Give Now  »

Say, Who? Peeter Cornet

The church of Nielles-lès-Ardres that houses the newly restored  1696 van Belle organ heard on this recording.

Peeter Cornet

Despite his name, Peeter Cornet was an organist. Cornet lived from c. 1575-1633, as did a lot of other people, and many of them, like Maestro Cornet, were organists, including Sweelinck, Frescobaldi, and Gibbons, and some were even organists in Brussels where Cornet worked, like the Englishmen John Bull and Peter Philips, who was in fact the godfather of Cornet's third daughter.

We've noted only a few of the many famous musicians of that time. It has to be expected that more than 400 years later some names will have got lost in the shuffle, especially when they were organists whose work is largely improvised and often not written down. As for Cornet,  even when his music did get written down, it didn't circulate widely. None was ever published, and it is found in only four sources without a single piece duplicated. But it is interesting music, with Italian, Spanish and Flemish influences, that illustrates the importance of Brussels in the 17th century as an international musical hub.

Recreating the 17th-century sound

Each disc in this set focuses on a specific, painstakingly reconstructed 17th-century organ, the first one located in the north of France, the second in Antwerp.
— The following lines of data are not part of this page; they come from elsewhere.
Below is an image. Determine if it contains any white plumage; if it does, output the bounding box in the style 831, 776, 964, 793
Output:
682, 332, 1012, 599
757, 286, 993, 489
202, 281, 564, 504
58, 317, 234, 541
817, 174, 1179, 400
The reconstructed organs illustrate not only the uncompromised quarter comma meantone temperament that we have come to know, (if not love, to be honest!), for keyboard music of the period but also the compass and voicing of these instruments.
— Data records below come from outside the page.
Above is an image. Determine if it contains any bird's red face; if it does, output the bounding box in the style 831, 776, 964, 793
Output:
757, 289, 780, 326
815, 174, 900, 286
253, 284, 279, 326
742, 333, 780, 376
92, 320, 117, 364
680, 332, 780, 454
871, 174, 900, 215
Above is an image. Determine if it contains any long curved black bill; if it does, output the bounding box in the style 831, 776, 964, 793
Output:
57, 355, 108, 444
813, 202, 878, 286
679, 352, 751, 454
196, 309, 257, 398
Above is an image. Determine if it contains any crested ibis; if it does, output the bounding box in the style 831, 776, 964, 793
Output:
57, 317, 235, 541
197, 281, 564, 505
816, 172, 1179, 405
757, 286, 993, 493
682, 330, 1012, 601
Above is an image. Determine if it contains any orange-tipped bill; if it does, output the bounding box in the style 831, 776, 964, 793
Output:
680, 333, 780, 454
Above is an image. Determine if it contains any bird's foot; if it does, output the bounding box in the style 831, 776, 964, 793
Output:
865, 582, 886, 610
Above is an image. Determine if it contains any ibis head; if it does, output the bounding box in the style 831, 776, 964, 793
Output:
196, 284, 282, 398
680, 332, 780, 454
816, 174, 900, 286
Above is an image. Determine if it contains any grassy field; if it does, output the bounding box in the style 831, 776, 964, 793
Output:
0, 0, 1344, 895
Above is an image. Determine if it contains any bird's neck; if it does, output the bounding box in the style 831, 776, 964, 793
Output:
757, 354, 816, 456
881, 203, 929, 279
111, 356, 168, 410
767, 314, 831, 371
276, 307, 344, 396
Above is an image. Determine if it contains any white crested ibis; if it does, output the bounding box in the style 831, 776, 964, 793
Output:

There is a seven hertz difference between the pitches of the two instruments being played. The one on which the Aria del Granduca was played is tuned at A-412, and the Te Deum is performed on an instrument tuned at A-405. It is interesting to think about the idea of reconstructing  organs; electricity in the 16th and 17th centuries was not what it is now! How different might an organ sound if it is powered by frail humans rather than more modern AC or DC?

Arnaud Van de Cauter

Thanks to the organist Arnaud Van de Cauter for introducing us to the nearly unknown composer, Peeter Cornet!